This picture shows a man using his leashed monkey hop on to branches allowing it to entice another young simian to catch it. But there is more to the story than can be seen.
You can’t miss the monkeys, the banana sellers, and of course the ‘Bhaktas’ who buy the bananas to feed the monkeys; on this stretch of M.B. Road (Mehrauli-Badarpur Road) that passes through the Tughlakabad Fort and surrounding forestry. It may sometimes happen, that a young one may go astray and get separated from his monkey family. Now this young one is there for anybody to catch!
Early this year, I made a few trips to South Delhi slums while doing a write-up. The more you indulge with life, innumerable stories make themselves available. Every place and everybody has its own tale. As I stood engrossed with a stranger hardly ten meters away from action spot, looking at my eyes and pointing towards my rear, the stranger said, “Now see this show!”

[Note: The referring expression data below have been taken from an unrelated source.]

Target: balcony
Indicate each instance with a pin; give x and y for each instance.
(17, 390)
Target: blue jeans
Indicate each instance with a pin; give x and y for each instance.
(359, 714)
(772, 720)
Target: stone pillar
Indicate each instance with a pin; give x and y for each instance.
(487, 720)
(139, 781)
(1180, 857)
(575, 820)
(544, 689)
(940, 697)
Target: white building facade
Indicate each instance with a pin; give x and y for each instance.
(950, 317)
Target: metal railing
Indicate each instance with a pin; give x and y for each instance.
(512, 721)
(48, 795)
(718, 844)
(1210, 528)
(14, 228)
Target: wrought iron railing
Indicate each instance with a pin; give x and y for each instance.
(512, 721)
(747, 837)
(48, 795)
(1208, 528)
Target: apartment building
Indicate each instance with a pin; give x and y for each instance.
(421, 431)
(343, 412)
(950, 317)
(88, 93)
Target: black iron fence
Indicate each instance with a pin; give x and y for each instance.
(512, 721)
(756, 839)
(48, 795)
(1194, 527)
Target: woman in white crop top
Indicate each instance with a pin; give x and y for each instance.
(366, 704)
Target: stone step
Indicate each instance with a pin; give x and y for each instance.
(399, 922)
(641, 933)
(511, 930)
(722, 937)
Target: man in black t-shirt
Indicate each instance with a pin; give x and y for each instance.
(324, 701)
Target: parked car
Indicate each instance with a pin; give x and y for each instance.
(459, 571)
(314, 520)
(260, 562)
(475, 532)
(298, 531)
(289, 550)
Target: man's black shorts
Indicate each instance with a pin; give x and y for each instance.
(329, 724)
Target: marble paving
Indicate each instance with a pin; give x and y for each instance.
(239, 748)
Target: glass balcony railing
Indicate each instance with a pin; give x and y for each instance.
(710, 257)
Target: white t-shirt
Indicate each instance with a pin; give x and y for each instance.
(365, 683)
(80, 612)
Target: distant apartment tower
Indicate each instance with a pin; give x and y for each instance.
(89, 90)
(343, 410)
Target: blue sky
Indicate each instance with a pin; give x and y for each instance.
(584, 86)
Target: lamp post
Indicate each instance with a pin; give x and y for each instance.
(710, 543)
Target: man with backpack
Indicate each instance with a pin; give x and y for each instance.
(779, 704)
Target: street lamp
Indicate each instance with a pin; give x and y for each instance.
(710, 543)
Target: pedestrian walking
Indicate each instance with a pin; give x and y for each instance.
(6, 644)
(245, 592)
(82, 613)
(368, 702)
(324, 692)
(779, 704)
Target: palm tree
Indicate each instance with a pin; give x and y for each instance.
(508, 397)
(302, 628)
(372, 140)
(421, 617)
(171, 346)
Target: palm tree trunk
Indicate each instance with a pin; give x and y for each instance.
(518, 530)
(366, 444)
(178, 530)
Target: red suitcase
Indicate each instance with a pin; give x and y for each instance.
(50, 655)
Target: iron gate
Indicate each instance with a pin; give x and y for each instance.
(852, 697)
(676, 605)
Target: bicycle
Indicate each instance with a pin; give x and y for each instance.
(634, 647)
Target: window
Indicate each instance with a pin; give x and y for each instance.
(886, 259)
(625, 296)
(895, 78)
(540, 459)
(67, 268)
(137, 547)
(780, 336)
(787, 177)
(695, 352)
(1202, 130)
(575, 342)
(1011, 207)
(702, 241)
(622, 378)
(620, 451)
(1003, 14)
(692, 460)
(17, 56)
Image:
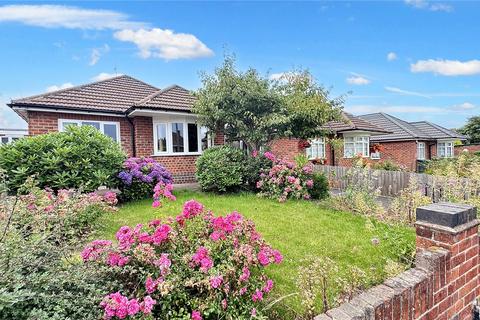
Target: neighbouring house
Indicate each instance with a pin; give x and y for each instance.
(9, 135)
(147, 121)
(375, 137)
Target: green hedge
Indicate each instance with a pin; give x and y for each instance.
(80, 158)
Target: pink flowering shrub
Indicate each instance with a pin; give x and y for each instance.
(143, 177)
(194, 266)
(285, 180)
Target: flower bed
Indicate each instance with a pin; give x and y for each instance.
(194, 266)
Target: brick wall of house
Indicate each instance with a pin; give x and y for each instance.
(46, 122)
(445, 281)
(471, 148)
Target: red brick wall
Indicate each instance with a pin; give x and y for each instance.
(443, 285)
(45, 122)
(471, 148)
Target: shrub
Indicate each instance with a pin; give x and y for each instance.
(79, 158)
(285, 180)
(139, 179)
(41, 279)
(196, 266)
(221, 169)
(319, 191)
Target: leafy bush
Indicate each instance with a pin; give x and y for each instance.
(387, 165)
(286, 180)
(221, 169)
(41, 279)
(319, 190)
(196, 266)
(79, 158)
(140, 176)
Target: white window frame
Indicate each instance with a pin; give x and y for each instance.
(320, 145)
(421, 150)
(102, 125)
(447, 144)
(361, 143)
(169, 151)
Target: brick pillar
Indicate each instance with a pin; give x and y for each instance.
(453, 227)
(445, 281)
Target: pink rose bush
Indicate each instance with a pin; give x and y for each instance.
(143, 177)
(193, 266)
(285, 180)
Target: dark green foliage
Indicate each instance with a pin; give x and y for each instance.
(320, 186)
(221, 169)
(80, 158)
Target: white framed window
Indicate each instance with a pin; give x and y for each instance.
(356, 145)
(445, 149)
(420, 150)
(108, 128)
(316, 149)
(178, 137)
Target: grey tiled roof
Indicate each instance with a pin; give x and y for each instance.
(350, 123)
(115, 95)
(173, 98)
(402, 130)
(436, 131)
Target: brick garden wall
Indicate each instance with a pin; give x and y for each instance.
(445, 281)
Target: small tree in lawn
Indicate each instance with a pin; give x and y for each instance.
(256, 110)
(472, 129)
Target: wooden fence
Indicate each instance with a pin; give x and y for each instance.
(391, 183)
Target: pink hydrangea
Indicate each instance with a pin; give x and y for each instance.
(216, 281)
(196, 315)
(161, 234)
(147, 305)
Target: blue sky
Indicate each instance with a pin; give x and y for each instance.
(415, 59)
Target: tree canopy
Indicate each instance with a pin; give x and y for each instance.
(255, 109)
(472, 129)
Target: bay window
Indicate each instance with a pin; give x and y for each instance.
(316, 149)
(111, 129)
(445, 149)
(356, 145)
(420, 150)
(171, 138)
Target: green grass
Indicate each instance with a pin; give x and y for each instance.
(298, 229)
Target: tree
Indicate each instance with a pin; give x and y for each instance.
(472, 129)
(256, 110)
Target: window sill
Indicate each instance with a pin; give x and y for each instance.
(176, 154)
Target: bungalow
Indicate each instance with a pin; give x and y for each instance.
(146, 121)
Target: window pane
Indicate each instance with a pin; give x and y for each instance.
(192, 138)
(177, 137)
(110, 129)
(65, 124)
(204, 137)
(162, 137)
(91, 123)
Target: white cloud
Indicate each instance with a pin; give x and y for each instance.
(165, 43)
(391, 56)
(464, 106)
(97, 53)
(358, 79)
(426, 5)
(406, 92)
(361, 109)
(60, 87)
(61, 16)
(104, 76)
(447, 67)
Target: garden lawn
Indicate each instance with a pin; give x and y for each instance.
(299, 229)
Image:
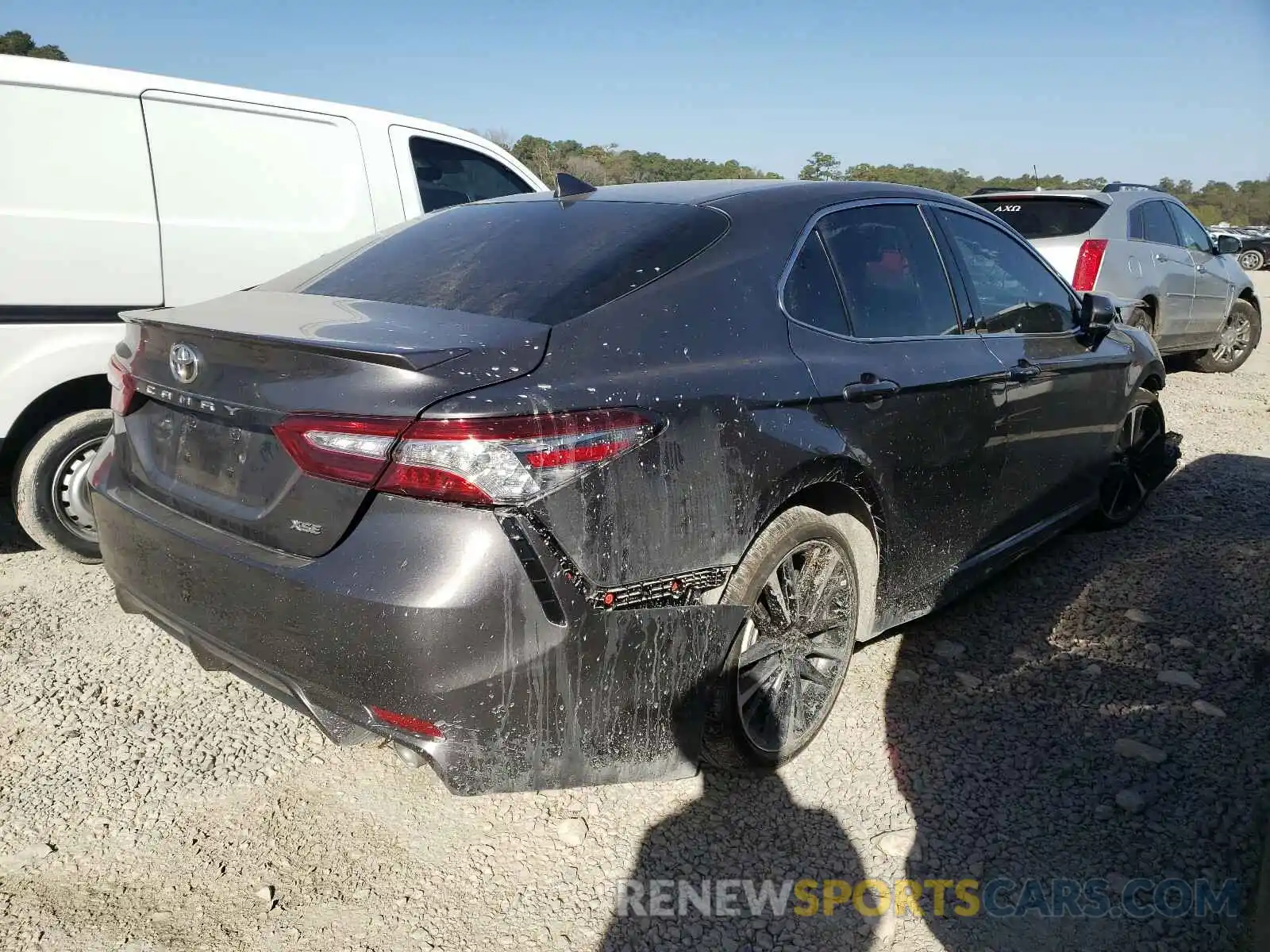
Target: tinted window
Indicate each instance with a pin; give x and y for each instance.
(448, 175)
(1045, 217)
(533, 260)
(1157, 226)
(1194, 236)
(812, 292)
(1014, 292)
(891, 273)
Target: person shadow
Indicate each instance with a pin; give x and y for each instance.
(722, 873)
(1010, 711)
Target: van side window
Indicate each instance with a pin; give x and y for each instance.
(448, 175)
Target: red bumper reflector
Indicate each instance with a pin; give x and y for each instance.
(414, 725)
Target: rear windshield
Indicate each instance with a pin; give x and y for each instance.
(533, 260)
(1045, 217)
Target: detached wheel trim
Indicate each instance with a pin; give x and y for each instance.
(71, 501)
(1236, 338)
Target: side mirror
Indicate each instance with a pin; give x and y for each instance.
(1229, 245)
(1098, 315)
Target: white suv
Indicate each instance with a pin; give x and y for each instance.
(122, 190)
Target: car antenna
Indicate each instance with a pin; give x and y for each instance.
(571, 186)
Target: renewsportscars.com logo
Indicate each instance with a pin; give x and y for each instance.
(999, 898)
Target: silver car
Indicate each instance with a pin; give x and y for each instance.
(1143, 248)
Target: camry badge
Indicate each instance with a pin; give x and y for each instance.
(184, 362)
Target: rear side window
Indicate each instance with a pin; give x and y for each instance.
(1014, 292)
(1045, 217)
(533, 260)
(448, 175)
(1193, 234)
(891, 273)
(1149, 221)
(810, 291)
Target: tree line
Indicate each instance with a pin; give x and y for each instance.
(1244, 203)
(614, 165)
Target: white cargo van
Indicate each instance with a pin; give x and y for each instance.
(122, 190)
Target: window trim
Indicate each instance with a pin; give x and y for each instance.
(810, 228)
(1029, 249)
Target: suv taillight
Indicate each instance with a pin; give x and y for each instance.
(478, 461)
(1089, 260)
(124, 386)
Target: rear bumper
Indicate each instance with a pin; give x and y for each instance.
(437, 612)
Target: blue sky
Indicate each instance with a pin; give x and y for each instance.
(1176, 88)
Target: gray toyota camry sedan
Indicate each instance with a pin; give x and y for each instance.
(605, 486)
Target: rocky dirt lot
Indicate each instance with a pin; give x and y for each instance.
(148, 805)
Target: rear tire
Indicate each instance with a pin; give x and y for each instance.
(1141, 317)
(784, 673)
(1238, 340)
(1124, 490)
(50, 490)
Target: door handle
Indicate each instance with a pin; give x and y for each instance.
(869, 389)
(1022, 371)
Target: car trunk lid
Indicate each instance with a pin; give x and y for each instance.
(215, 378)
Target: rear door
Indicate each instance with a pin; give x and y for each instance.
(874, 321)
(1213, 291)
(1168, 270)
(436, 173)
(1064, 401)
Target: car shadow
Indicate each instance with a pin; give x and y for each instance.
(1005, 721)
(1011, 771)
(724, 869)
(12, 537)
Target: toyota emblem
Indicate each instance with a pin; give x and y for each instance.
(184, 362)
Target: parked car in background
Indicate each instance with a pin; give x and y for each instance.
(594, 509)
(1145, 249)
(1254, 247)
(122, 190)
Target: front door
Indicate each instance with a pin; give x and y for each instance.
(1064, 400)
(1212, 289)
(916, 400)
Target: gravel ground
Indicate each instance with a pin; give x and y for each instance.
(146, 805)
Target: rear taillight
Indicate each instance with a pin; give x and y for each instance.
(341, 448)
(1089, 260)
(480, 461)
(408, 723)
(124, 387)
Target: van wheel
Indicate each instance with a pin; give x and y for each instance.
(810, 584)
(1238, 338)
(50, 488)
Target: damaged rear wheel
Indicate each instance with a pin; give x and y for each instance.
(810, 583)
(1145, 454)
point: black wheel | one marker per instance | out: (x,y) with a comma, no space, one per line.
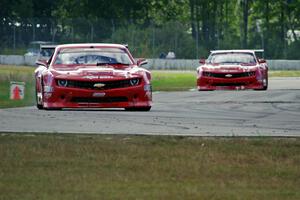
(147,108)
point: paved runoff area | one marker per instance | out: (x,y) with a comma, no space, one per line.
(275,112)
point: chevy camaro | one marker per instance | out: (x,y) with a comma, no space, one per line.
(232,70)
(93,76)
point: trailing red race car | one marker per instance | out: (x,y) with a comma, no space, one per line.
(232,70)
(93,76)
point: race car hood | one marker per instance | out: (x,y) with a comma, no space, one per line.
(228,68)
(95,72)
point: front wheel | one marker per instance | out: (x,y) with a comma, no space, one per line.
(147,108)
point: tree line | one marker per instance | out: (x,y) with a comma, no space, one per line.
(190,28)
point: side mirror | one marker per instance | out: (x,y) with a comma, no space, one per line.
(202,61)
(141,61)
(262,61)
(42,62)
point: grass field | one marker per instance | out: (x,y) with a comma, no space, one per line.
(143,167)
(162,81)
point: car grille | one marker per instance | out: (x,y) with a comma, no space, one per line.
(99,100)
(228,75)
(102,85)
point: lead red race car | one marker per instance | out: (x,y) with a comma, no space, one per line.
(93,76)
(232,70)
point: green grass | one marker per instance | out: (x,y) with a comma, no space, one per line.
(185,80)
(161,81)
(141,167)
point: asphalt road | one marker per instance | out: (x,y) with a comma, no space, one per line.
(275,112)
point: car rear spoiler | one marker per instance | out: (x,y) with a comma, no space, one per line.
(259,50)
(50,46)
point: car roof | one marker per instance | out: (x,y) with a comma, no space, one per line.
(92,44)
(237,51)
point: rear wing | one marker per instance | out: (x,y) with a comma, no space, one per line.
(52,46)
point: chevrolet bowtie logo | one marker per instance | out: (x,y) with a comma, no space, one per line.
(99,85)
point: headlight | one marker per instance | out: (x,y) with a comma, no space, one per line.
(134,81)
(62,83)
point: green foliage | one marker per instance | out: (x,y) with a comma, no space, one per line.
(69,167)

This man had vulture eyes! God knows from where he noticed a young monkey alone on a branch of this well leaved tree. I couldn’t make out from where he appeared. A lot of commotion caused by kids of jhuggies attracted my attention, so I moved a few steps to closely see what was going on.
“Go away, go away”, he shouted but the kids clapped and danced around for the spectacle. He was holding the leash. By now, he had already let his leashed monkey climb over the tree. I could see another young monkey on a distant branch he had come to catch. While shooting the video, I asked him, how it happens? He said smiling, “It’s simple. My monkey will make friends with that one in no time! Once they are together, I will pull the leash. The new found will follow. Once close enough, it would be done!”
All this while he kept talking however my eyes continued to see his leashed monkey hop from one branch to another in joy of new companion. He told me, he was a ‘Sapera’, (a snake-charmer), by caste and profession. As a proof, he pointed towards his saffron garments which he was sporting beneath the jacket. He said, as per custom it is prohibited for the ‘Madaari’, (one who makes monkeys act and perform), to wear saffron clothes. Hence, in his own way, he looked down upon the Madaari community, for he belonged to a superior caste!
Then he told me, he is mostly into snakes but sometimes grabs such opportunities to make a quick buck. Once caught, he would sell the monkey to any Madaari for rupees five hundred. Instant Cash!
Such is the Hindu way of life! So diverse a nation, a puzzle, and a mystery!
Lastly, the art of catching animals is no big deal. Love! That is the name of the art. You can lure and tame anyone with love.